1. Develop focal issue/question The focal question
– i.e. the question which we seek to understand and answer – serves several functions. It provides the relevance anchor to all subsequent discussions. It also pulls together existing knowledge and creates the platform for further exploration
2. Determine driving forces (key factors)
Driving forces are key factors which influence the future one way or the other. This is a largely subjective and “messy” process. The object is not to “get it right” but rather to bring to mind factors which influence the world in which we must operate. Drivers can be identified across the five broad STEEP categories: Social, Technological, Environmental, Economic, Political
3. Choose critical uncertainties
These are the driving forces with the highest unpredictability and potential impact for the future.

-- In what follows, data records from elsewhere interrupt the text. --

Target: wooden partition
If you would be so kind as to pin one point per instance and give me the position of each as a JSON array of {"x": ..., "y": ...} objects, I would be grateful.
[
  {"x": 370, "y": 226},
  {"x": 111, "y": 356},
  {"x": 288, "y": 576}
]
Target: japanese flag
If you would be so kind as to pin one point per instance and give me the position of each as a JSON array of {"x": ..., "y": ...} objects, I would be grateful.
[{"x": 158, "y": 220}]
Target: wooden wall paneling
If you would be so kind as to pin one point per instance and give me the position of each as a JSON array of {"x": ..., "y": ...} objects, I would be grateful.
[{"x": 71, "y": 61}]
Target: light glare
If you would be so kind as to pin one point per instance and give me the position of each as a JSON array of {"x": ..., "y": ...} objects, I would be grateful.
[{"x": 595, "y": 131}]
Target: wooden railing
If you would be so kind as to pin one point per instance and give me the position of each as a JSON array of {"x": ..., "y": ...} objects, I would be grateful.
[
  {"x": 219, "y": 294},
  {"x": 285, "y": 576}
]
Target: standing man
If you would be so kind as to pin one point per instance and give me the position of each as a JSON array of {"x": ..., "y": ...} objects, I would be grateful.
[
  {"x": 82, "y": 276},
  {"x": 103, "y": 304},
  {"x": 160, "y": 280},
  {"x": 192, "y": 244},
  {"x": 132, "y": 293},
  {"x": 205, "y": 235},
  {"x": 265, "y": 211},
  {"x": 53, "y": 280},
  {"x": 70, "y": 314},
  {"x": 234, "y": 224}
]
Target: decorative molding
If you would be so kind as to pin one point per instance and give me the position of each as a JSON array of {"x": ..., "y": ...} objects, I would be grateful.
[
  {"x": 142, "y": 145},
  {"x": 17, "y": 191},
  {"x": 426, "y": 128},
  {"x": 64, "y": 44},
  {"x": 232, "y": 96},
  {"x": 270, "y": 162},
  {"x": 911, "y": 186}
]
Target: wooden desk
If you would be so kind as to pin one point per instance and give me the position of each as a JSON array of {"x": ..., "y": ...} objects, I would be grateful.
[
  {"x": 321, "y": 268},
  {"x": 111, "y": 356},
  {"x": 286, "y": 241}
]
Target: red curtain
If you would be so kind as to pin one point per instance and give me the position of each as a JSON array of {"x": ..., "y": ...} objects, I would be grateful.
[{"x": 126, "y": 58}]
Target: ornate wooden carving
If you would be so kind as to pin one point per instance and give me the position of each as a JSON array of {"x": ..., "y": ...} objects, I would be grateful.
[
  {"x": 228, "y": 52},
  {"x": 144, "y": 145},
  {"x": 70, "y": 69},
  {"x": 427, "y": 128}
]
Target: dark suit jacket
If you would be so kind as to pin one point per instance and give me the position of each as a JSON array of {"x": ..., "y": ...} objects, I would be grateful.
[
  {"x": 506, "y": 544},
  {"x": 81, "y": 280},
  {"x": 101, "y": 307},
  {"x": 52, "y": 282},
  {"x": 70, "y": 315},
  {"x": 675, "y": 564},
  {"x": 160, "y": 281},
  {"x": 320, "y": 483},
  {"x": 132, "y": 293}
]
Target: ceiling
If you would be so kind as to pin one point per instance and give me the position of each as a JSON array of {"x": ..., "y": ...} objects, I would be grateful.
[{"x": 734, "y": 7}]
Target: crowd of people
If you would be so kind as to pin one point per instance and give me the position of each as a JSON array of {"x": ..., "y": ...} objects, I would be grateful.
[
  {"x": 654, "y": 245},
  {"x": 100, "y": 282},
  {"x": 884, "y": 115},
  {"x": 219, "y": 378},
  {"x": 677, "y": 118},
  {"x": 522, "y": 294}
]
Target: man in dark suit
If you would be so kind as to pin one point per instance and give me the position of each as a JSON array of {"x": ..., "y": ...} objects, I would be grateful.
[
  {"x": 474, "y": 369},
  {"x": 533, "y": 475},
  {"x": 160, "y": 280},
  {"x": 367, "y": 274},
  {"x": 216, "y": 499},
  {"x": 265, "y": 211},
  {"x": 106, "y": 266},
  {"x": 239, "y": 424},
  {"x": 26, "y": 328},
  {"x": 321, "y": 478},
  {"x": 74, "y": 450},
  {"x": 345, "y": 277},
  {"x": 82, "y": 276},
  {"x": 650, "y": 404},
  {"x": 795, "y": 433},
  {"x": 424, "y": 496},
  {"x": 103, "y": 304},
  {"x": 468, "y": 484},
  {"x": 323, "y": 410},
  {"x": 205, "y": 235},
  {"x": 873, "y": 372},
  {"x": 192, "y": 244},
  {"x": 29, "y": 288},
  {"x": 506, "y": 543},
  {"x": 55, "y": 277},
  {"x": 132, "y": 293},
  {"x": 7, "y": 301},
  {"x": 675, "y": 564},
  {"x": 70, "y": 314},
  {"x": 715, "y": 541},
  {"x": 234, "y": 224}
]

4. Build matrix using critical uncertainties
The variability of the critical uncertainties defines the divergent properties of the scenario spaces.
5. Construct scenarios
The scenario narratives of the future should be challenging, plausible, relevant and divergent.
6. Study long-term implications
This is where the exercise bears fruit. Some of the questions to examine include:
* What assumptions have been discredited? What were the surprises? What have we learned?
* Who are the most influential actors? (civil society, governments, corporations, etc.)
7. Identify early indicators
* What “signs” might indicate one or another possible future or future events are coming?
* What may be the “levers” – the trigger events – that could unleash a further chain of events (undesirable or desirable)?
8. Consider today’s implications and policy options
* What were the consequences of policies played out in the scenario?
* How could the scenario futures have been averted or encouraged?